Import the utility library
""""""""""""""""""""""""""""""""""""""""""""""

As the built-in variables are provided by *simpleaf* to its internal Jsonnet engine, they will be unavailable if we want to parse the template directly using Jsonnet or Jrsonnet. Therefore, when debugging templates that utilize the utility library with an external Jsonnet engine, we must manually provide the ``__utils`` external variable to Jsonnet and either copy and paste the library file to the same directory as the template file, which is the default library searching path when calling jsonnet, or provide the directory containing the library as an additional library searching path. Although in the following code chunk, we show the code for both ways, we only need to select one in practice. Here we assume that *simpleaf* has been configured correctly, i.e., the ``ALEVIN_FRY_HOME`` environment variable has been set and a local copy of the protocol-estuary exists. If not, one can directly obtain the library file from its GitHub repository.

.. code-block:: shell

    # If we haven't set up simpleaf, we pull the file directly from github
    wget https://github.com/COMBINE-lab/protocol-estuary/blob/main/utils/simpleaf_workflow_utils.libsonnet
    
    # Otherwise, we either copy the library file to the same dir as the template
    copy $ALEVIN_FRY_HOME/protocol-estuary/protocol-estuary-main/utils/simpleaf_workflow_utils.libsonnet .

    # or provide the directory as an additional library searching path via --jpath 
    jsonnet a_template_using_utils_lib.jsonnet --ext-code '__utils=import "simpleaf_workflow_utils.libsonnet"' --jpath "$ALEVIN_FRY_HOME/protocol-estuary/protocol-estuary-main/utils"

where ``--ext-code`` is the flag for passing an external variable, and ``--jpath`` specifies the library searching path.  

Although *simpleaf* automatically provides the utility library as the external variable ``__utils``, we must receive this external variable in our template before starting using the functions provided in this library. 

To do this, we recommend adding the following code at the beginning of your workflow template.

.. code-block:: console

    local utils=std.extVar("__utils");

utils.ref_type(o)
""""""""""""""""""""""""""""""""""""""""""""""

**Input**: 

- ``o``: an object with 
    - a *type* field and 
    - an object field with the name specified by the *type* field. Other fields will be ignored. For example, ``{type: "spliceu", spliceu: {gtf: "genes.gtf", fasta: "genome.fa", "field_being_ignored": "ignore me"}}``.

**Output**: 

- An object with the *simpleaf index* arguments that are related to the specified reference type in the input object.

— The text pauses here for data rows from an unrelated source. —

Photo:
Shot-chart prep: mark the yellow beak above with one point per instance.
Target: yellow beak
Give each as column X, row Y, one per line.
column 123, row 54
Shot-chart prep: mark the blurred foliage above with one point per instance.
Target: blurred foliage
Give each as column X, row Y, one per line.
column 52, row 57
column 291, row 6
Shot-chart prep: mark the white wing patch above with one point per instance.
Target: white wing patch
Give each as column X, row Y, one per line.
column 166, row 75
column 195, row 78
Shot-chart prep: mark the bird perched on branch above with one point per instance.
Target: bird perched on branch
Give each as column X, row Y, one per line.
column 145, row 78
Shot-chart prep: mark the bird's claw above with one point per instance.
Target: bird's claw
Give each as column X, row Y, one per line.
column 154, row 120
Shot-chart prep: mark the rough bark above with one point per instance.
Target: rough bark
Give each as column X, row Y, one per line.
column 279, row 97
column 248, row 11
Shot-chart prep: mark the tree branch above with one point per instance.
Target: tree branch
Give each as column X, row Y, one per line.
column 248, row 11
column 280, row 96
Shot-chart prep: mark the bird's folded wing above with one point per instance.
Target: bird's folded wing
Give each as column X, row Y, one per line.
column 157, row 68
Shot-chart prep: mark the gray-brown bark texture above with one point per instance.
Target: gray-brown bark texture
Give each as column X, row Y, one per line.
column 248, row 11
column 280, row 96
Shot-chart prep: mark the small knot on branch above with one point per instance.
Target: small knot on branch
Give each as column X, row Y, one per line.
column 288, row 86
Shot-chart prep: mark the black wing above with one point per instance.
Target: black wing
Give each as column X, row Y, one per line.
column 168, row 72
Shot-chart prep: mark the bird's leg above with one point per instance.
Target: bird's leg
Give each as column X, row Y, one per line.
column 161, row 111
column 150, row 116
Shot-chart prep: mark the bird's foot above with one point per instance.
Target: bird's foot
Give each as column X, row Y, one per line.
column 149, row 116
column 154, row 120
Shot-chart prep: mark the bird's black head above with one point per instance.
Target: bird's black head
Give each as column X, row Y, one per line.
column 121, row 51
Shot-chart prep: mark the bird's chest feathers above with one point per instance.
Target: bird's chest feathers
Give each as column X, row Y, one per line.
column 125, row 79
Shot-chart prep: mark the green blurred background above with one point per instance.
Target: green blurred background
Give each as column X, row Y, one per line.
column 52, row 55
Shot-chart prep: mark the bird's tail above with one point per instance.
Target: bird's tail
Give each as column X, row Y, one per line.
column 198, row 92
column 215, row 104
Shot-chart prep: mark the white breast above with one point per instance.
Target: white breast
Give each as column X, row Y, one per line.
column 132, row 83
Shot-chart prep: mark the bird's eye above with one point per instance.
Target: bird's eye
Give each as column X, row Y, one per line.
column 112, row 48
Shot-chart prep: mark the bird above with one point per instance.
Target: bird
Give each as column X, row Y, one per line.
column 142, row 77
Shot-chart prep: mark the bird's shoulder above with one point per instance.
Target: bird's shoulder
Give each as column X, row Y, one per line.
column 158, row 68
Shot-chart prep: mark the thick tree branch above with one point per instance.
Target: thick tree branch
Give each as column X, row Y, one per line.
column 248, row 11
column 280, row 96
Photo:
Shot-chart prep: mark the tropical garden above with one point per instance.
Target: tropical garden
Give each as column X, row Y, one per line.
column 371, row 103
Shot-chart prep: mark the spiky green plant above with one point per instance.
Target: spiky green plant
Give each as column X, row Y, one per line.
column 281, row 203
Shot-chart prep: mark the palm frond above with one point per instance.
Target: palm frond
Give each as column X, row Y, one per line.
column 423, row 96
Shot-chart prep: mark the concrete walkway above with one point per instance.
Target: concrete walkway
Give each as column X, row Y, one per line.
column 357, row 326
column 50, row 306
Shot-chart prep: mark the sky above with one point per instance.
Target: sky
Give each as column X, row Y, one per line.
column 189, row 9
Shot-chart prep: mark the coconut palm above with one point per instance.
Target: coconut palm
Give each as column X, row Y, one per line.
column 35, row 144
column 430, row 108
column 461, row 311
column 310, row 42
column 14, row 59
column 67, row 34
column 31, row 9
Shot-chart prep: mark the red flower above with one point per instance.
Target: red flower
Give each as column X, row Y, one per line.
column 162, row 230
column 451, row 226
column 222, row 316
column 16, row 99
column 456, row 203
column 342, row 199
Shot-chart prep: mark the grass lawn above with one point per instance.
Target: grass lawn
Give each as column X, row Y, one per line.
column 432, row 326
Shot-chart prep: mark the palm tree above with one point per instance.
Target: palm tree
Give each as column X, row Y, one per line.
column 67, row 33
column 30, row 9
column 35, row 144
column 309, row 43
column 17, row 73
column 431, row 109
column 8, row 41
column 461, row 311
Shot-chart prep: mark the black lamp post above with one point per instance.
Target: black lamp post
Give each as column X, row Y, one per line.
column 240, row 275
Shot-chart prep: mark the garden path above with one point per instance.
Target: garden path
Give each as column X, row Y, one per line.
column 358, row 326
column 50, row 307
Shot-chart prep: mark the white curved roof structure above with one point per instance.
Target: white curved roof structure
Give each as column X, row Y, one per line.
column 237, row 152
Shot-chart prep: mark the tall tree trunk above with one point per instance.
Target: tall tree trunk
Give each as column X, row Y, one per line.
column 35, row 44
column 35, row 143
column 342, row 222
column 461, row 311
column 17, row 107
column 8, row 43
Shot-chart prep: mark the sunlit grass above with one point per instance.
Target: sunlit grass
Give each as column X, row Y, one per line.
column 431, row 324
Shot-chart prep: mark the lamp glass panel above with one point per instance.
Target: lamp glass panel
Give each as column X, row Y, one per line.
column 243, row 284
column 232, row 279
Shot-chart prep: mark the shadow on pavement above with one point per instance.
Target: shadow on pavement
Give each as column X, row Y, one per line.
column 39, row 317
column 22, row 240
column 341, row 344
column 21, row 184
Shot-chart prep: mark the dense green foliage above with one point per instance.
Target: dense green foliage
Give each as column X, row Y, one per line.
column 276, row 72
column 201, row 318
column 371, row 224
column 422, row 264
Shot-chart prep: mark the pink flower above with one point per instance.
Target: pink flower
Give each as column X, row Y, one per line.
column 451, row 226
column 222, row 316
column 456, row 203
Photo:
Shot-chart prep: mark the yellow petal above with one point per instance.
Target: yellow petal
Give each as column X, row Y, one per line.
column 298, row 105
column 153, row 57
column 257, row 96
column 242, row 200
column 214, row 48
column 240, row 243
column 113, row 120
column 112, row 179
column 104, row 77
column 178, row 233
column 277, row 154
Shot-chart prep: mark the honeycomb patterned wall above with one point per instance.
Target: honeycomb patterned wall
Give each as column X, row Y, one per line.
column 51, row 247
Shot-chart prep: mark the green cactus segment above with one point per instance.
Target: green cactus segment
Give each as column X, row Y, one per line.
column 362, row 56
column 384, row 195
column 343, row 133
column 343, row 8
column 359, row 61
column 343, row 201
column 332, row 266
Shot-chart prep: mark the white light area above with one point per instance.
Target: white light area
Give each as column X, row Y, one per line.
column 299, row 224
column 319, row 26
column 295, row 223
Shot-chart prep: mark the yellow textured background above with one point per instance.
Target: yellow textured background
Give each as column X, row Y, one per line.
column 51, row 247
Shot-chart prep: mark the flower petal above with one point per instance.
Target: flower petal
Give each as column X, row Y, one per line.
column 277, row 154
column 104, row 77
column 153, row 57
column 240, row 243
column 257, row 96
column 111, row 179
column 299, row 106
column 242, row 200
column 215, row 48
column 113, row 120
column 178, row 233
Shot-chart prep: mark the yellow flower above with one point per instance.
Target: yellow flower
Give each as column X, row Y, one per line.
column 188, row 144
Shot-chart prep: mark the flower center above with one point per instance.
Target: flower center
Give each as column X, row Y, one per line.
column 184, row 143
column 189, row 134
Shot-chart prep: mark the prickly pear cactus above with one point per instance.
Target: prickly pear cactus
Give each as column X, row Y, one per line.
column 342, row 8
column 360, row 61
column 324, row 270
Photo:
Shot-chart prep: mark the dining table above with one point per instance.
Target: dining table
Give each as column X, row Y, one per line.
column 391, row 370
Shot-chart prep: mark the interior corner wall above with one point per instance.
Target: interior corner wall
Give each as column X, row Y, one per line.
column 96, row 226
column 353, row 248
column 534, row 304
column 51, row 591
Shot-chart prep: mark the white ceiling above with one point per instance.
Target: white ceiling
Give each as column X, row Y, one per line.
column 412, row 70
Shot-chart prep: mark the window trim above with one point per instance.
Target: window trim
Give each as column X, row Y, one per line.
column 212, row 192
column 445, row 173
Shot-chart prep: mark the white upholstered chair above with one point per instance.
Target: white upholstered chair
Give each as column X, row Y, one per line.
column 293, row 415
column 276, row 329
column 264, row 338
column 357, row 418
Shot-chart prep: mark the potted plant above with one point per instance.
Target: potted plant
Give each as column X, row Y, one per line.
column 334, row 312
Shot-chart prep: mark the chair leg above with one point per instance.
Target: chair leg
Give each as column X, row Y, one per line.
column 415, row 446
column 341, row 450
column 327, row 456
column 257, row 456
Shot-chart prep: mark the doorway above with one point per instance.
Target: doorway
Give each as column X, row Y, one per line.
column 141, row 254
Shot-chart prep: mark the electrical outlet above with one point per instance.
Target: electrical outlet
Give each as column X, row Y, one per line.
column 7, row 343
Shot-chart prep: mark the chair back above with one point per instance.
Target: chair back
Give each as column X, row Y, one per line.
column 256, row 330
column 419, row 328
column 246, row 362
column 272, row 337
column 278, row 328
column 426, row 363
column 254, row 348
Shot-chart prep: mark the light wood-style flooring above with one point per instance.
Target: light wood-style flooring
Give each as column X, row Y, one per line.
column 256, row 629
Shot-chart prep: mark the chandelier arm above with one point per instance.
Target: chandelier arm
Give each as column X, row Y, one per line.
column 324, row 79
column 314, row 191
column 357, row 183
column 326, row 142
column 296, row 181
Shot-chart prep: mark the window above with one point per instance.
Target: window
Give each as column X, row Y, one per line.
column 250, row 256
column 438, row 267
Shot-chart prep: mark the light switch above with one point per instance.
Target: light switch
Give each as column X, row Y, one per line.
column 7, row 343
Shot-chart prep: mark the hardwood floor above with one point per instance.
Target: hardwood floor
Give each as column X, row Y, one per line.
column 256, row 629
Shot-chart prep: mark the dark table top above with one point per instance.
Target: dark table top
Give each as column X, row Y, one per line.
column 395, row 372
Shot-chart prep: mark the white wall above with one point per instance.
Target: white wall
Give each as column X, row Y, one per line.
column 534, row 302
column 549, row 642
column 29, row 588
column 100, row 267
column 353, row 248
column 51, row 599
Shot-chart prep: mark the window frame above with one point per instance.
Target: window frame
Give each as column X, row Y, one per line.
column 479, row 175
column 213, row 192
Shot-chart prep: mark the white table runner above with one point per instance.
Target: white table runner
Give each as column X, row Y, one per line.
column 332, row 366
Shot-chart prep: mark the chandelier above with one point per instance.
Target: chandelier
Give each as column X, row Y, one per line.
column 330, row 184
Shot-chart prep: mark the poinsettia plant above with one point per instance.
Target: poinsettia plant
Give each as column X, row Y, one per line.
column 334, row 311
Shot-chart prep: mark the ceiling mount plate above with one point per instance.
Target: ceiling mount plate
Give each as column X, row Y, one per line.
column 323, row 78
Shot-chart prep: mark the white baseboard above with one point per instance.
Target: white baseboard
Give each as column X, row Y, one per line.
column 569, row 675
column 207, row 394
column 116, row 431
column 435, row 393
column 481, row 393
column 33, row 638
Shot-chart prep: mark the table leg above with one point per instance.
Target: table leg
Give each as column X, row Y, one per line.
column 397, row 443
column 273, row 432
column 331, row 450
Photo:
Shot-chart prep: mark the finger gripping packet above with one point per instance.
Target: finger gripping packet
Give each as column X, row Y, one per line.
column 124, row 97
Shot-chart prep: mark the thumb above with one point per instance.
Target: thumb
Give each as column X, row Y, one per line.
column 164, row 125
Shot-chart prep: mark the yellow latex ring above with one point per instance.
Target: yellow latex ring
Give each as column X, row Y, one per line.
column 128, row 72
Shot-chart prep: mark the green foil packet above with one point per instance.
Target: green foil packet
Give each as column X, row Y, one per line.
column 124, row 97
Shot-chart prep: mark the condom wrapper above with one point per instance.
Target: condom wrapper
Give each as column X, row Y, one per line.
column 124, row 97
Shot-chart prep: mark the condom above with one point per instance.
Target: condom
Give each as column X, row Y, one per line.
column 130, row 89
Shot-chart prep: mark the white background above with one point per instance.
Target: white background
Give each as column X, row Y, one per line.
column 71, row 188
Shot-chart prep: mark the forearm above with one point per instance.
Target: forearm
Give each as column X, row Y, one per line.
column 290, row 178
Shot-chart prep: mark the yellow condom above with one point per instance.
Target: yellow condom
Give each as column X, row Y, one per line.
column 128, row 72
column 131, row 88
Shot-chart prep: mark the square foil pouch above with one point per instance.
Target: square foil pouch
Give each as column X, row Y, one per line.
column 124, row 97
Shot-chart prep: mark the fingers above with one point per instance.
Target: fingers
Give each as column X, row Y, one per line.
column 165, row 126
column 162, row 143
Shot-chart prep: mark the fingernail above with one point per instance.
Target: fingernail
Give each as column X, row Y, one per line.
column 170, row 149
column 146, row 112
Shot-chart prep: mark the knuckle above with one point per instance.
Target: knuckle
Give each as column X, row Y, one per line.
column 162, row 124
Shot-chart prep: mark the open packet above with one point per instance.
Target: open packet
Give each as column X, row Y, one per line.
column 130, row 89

This function has four modes (reference types), triggered by the ``type`` field in the input object. When specifying a mode, the input object must contain an object field named by that mode and contain the required fields. Otherwise, an error will be raised. The four modes are:

- *spliceu* (*spliced+unspliced* reference): The required fields are:
    - ``gtf``: A string representing the path to a gene annotation GTF file.
    - ``fasta``: A string representing the path to a reference genome FASTA file.
- *splici* (*spliced+intronic* reference): The required fields are:
    - ``gtf``: A string representing the path to a gene annotation GTF file.
    - ``fasta``: A string representing the path to a reference genome FASTA file.
    - ``rlen``: An *optional* field representing the read length in the dataset. If not provided, the default value, 91, will be used.
- *direct_ref*: The required fields are:
    - ``ref_seq``: A string representing the path to a *transcriptome* FASTA file.
    - ``t2g_map``: A string representing the path to a transcript-to-gene mapping file.
- *existing_index*: The required fields are:
    - ``index``: A string representing the path to an existing index directory.
    - ``t2g_map``: A string representing the path to a transcript-to-gene mapping file.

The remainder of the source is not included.